Over the last five years, Leni Gas and Oil (LGO) has amassed significant assets and expertise in the field of redeveloping proven onshore oil reserves.
The company began with its 100 per cent owned Ayoluengo Oilfield in Spain, as well as various other assets around the world, but over time has shifted its core focus towards its growing footprint in Trinidad.
Elaborating on the company’s business model, CEO Neil Ritson says: “Every step we take is about increasing production of existing reserves, whether that’s through the current wells or by drilling new wells. Each decision is based on its economic merits and where the payback time is realistically short.
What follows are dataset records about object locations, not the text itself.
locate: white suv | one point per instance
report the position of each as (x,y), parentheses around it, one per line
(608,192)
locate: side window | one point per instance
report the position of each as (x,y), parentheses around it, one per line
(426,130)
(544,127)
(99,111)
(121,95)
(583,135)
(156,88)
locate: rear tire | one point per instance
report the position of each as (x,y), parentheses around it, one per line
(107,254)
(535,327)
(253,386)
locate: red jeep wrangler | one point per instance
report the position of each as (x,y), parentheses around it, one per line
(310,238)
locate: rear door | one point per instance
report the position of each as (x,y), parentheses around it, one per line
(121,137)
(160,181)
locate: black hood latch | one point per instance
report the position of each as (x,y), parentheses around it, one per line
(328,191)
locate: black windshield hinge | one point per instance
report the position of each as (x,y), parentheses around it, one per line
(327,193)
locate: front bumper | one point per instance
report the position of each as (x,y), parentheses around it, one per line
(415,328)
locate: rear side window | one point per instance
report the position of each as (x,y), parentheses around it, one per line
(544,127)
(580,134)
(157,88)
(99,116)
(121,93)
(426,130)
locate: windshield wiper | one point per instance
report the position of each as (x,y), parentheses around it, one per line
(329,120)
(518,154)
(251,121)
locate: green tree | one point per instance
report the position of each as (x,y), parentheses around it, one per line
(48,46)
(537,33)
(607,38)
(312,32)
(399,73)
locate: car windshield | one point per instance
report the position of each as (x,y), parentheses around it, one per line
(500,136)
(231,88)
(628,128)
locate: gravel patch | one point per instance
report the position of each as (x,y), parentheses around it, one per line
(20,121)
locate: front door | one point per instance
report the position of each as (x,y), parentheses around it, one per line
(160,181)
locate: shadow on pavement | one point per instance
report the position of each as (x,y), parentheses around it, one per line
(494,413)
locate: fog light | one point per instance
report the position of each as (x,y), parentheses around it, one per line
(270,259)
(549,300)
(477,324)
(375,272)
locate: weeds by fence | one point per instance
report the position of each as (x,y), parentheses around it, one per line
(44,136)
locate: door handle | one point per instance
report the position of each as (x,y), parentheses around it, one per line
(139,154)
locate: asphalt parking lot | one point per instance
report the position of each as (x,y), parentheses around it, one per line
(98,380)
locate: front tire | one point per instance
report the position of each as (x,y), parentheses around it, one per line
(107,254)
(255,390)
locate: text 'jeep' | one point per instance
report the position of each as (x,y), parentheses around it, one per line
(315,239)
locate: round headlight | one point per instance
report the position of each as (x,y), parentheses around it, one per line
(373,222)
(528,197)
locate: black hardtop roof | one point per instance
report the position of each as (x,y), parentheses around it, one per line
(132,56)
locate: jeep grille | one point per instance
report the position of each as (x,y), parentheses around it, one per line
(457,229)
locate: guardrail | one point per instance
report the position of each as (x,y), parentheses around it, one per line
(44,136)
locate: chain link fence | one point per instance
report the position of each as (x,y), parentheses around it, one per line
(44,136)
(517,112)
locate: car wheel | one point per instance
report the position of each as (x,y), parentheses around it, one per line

Naturally some of the work that we carry out is simply to obtain information in order to better understand the field, but again this is focused towards enhancing production and the resulting revenue. The current high oil price means that it is possible to take these older fields, which may have been neglected in the last ten or 20 years, and to capitalise upon the existing facilities and reserves to generate new economic returns.
“A good example of this is a field like Goudron, which we have recently acquired in Trinidad. This field was first discovered in the 1920’s, with most of the facilities built by Texacoin the 30 years up until 1986. It is a field where we can make use of the existing wells. Just recently we carried out a work-over on one of the original 1927 wells, which is still making economic production today. By improving the facilities, we are already seeing the results in terms of rising production levels, and once we have learnt more about the site we will start drilling new state-of-the-art wells to continue to tap the reserves, which are estimated at over seven million barrels. Then there are even further steps we can take beyond that with secondary recovery of oil, which has not yet been tried at Goudron,” he enthuses.
LGO acquired this particular field earlier in the year, and after just a month onsite already managed to exceed its initial milestone target of over 100 barrels of oil per day (bopd). In total Goudron is estimated to have around 300 million barrels of oil in place, with recovery to date of just a few per cent. Production from the field is currently coming from around 16 wells, but with 90 existing wells in total before new drilling even begins, the potential to rapidly increase output is apparent.
Goudron is not the company’s only asset within Trinidad though, with LGO also holding a 50 per cent interest in the Icacos field in the southwest, and 100 per cent ownership of new leases in the surrounding Cedros Peninsula. This area presents significant opportunities going forward, particularly in terms of deeper reserves as currently most of the production LGO has achieved in Trinidad is in shallower wells of less than 1000-metres deep. Furthermore, the company has now signed-off on a 49 per cent share of the Moruga North field, which should see the announcement of a drilling programme in 2013.
While enlarging its footprint in this way in Trinidad, LGO has also looked to divest itself of any non-core assets including its Gulf of Mexico business and a minor presence in Malta. The company currently retains the Ayoluengo field in Spain, where it has continued to improve profitability and production, but with the intention of selling this asset in the near future. “In looking at how we could advance our business, we found that we were quite constrained in terms of our Spanish assets,” describes Neil.
“There is a lack of significant oil industry in Spain, with Ayoluengo being the only material onshore producing oilfield in the country. This is very different to Trinidad where there are upwards of 30 to 40 producing fields with thousands of wells. As such, there is not much of a service industry in Spain that can support our activities, and new capital works are very expensive to implement. This is a complete contrast to Trinidad, which is not only inherently a cheaper operating environment, but much more flexible with ready access to service providers,” he continues.
Ultimately though LGO’s biggest barrier to progression in the Spanish market has been the economic downturn and subsequent challenge in gaining access to capital. “With only limited capital at our disposal we wanted to ensure we leveraged this to the highest amount of productive work, and this wasn’t available in Spain,” clarifies Neil. “By moving into a lower cost jurisdiction such as Trinidad we have been able to accelerate our development programme, and the future sale of Ayoluengo will help liberate further capital to support this.”
Having spent the last year acquiring assets in the area, Trinidad is clearly the key to LGO’s future at this time. The company is now focusing on delivering on the market expectations it has created. “The bulk of our short-term growth can and will be in Trinidad. We have aspirations that over the next five years that we will have a diversified set of assets across the country, and ultimately to be a top tier player there, growing production to perhaps 5000 bopd. Certainly there is potential in the assets we have to achieve this, and as we diversify the portfolio that should strengthen our ability too,” elaborates Neil.
“Alongside this we have been growing our skills set by accumulating considerable expertise in well management, work-over, and new technologies like sand control. These are very applicable to our Trinidad fields, but as we roll forward there are certainly other markets where that know-how could be applied effectively. Although we are concentrating on Trinidad at this time, our strategy would appear to have considerable repeatability over the next few years and longer-term we may look to add another core area to the business with similar characteristics in terms of an onshore, fiscally safe jurisdiction with potential for 5000 bopd,” he concludes.